A Pan-African premier solution for online and mobile payments, 3G Direct Pay Group has been certified as the first company in Africa compliant with the security standards of the Global Payment Card Industry (PCI) Security Standards Council.
According to a statement issued yesterday by the Group, the PCI DSS LEVEL 1 certification is applicable to all their branches in Kenya, Tanzania, Zanzibar, Zambia, Uganda and Rwanda.
“The PCI DSS certification is a comprehensive best practices standard for managing any business that comes into contact with credit card and other online payments information,” said Mr Eran Feinstein, Managing Director, 3G Direct Pay Group.
Mr Feinstein said that as a payment service provider for hotels, airlines, tour operators, travel agents and other e-commerce businesses throughout Africa, it is essential that they comply with the highest standards of security in the industry and are delighted to be the first in Africa to have the certificate.
Mr Feinstein says 3G Direct Pay Limited had to provide evidence that hundreds of controls and safety features were implemented.
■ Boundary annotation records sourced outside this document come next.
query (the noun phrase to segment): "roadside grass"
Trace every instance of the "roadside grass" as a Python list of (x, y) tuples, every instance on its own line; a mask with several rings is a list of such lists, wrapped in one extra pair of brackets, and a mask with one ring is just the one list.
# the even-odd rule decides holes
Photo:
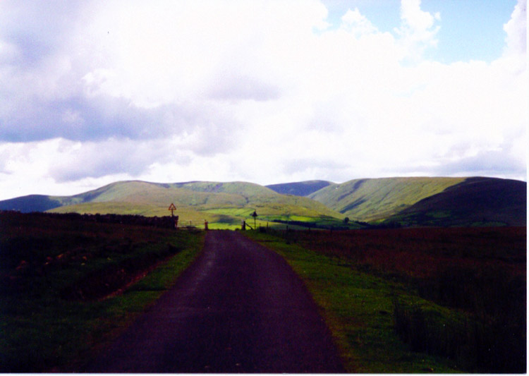
[(457, 313), (420, 298), (406, 285), (358, 272), (343, 259), (322, 255), (264, 231), (245, 235), (279, 253), (303, 279), (334, 336), (348, 372), (460, 372), (453, 360), (412, 351), (394, 329), (394, 304), (427, 308), (441, 320)]
[[(104, 245), (114, 249), (113, 236), (116, 232), (118, 237), (132, 239), (129, 253), (131, 254), (165, 252), (168, 244), (177, 248), (178, 251), (169, 258), (160, 260), (155, 269), (123, 293), (99, 300), (65, 299), (61, 298), (61, 291), (91, 270), (118, 262), (118, 252), (96, 255), (87, 260), (72, 258), (50, 269), (38, 267), (39, 262), (35, 262), (37, 266), (32, 265), (23, 278), (14, 279), (14, 284), (3, 283), (0, 289), (0, 372), (2, 372), (81, 370), (87, 360), (124, 330), (174, 283), (195, 258), (203, 244), (204, 233), (201, 231), (152, 230), (152, 234), (149, 235), (151, 231), (149, 228), (138, 226), (109, 224), (81, 226), (75, 222), (63, 226), (63, 222), (67, 221), (51, 219), (50, 223), (56, 225), (54, 229), (46, 224), (47, 222), (43, 221), (42, 226), (32, 224), (41, 227), (41, 233), (35, 226), (29, 226), (35, 234), (33, 241), (52, 238), (51, 247), (47, 249), (59, 255), (65, 255), (67, 249), (75, 248), (80, 240), (85, 239), (86, 243), (85, 238), (93, 237), (98, 241), (96, 245), (91, 245), (88, 241), (85, 245), (88, 252), (85, 255), (97, 254)], [(48, 228), (42, 229), (43, 226)], [(84, 229), (76, 229), (79, 226)], [(66, 227), (71, 230), (69, 234)], [(121, 227), (124, 234), (116, 231)], [(138, 234), (142, 231), (146, 234)], [(8, 241), (8, 236), (7, 240), (3, 240)], [(139, 242), (137, 246), (135, 242)], [(41, 250), (35, 252), (39, 250)], [(121, 256), (128, 255), (130, 255)], [(35, 257), (37, 261), (40, 259), (38, 255)], [(31, 265), (32, 260), (26, 258)], [(20, 270), (4, 269), (1, 272), (4, 277), (14, 277)], [(8, 280), (9, 278), (4, 278), (2, 281)]]

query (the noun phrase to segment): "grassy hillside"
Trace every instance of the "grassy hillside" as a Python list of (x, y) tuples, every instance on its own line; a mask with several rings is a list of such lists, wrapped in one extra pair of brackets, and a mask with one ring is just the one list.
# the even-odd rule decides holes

These security measures cover everything from the physical security of its offices and data centre, to staff training, supplier agreements, firewalls, intrusion detection, and file integrity management.
“PCI DSS level 1 compliance means that any credit card and customer private information we handle on behalf of our merchants and their customers is protected by multiple layers of security,” said Mr Feinstein.
“In addition to the antivirus, security features and firewall protection that our customers expect, all sensitive information is encrypted, managed and stored based on the highest standards.”
He added that many online payment service providers are likely to find PCI DSS compliance particularly onerous: “The standard defines bank-level security,” he says.
“Currently only a handful of African businesses are certified, but we believe that this will rapidly become a basic requirement for doing business.
Every merchant should verify that their payment service provider and their payment gateway are PCI DSS compliant — and if not, they should ask when they plan to become so. It is a very demanding process, that takes at least 18 months to complete,” he said.